I turned to look back across the meadow.
And that’s when I saw the winged vision that haunts me to this day. Seriously: the sheer visual of it is something I know I’ll remember forever.
A mature (well—let’s say full grown) Pileated Woodpecker has a wingspan of about three feet. Not vulture-size or anything—but pretty impresive. And I am here to tell you: When you’re seven feet off the ground clinging to a fat, rough tree trunk, and you look behind you and see a full-grown PW flying straight at you, with its freaky-looking red mohawk, its long white neck with what looks like a black collar strapped tight around it, it’s three-foot wingspan—when you see this giant, angry, punk-rocker of a ticked off, screaming bird coming at you—it can be a distinctly impressive sight.
It sure was to me, anyway. My whole body went into “Well, We’re Done” mode: I froze like a statue. All I could do, it seemed, was watch my terrible fate fly right toward me.
For a moment there, through the haze of my sheer terror, I couldn’t help but Actually Admire the way the bird commanded the air. That thing was definitely clear on how to gain the most momentum in the shortest amount of time. It had the whole Flap-Distance-Wind Velocity calculation down. If woodpeckers ever get jobs at NASA, we’ll be on Jupiter before you can say “Now, glide.”
The last thought I had before the bird actually banged into me was, “Isn’t it going to stop?”
That’d be a no. This was Roller Derby Bird, for sure. That thing hit me hard. It did this awesome thing, where at the very last moment it sort of swooped in from the side, tucked its head, and just butted me with its shoulder.
And then there I was, knowing for sure I couldn’t fly. I hit the ground like the frenzied sack of teen bones I was.
And that bird soooo wasn’t done with me. Once I was down, it latched onto the tree trunk about two feet above my crab-walking backwards body, and cussed me out with a long, shrill, shrieking string of Bird Invectives that I’m sure had gophers and mice all over that meadown holding their ears shut.

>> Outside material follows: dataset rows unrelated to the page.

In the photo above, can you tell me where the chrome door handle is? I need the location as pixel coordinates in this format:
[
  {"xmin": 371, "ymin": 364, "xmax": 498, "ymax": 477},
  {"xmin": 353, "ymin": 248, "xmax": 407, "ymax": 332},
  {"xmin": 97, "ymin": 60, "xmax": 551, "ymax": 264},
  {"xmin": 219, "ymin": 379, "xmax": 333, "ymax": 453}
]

It actually poked at me a few times with its beak! It had this amazingly long neck—and suddenly its whole head was dangerously near my crotch; I was in imminent danger of getting the bird’s voice.
I had frozen pretty good in that tree—but once I was down on the ground getting grilled and almost-drilled by the scariest creature I’d ever seen, I became Joe Backwards Hustle, for sure. I think I scooted backwards about half-way across that meadow before I slowed down. I practically burned a trail betwen me and Psycho Woody.
Anyway, that’s how, one day, when I was 17, I got attacked by a woodpecker. It was totally my fault, of course. And I’m absolutely positive that somewhere within this experience lies a lesson for me. The moment I figure out what that lesson is, I’ll let you know.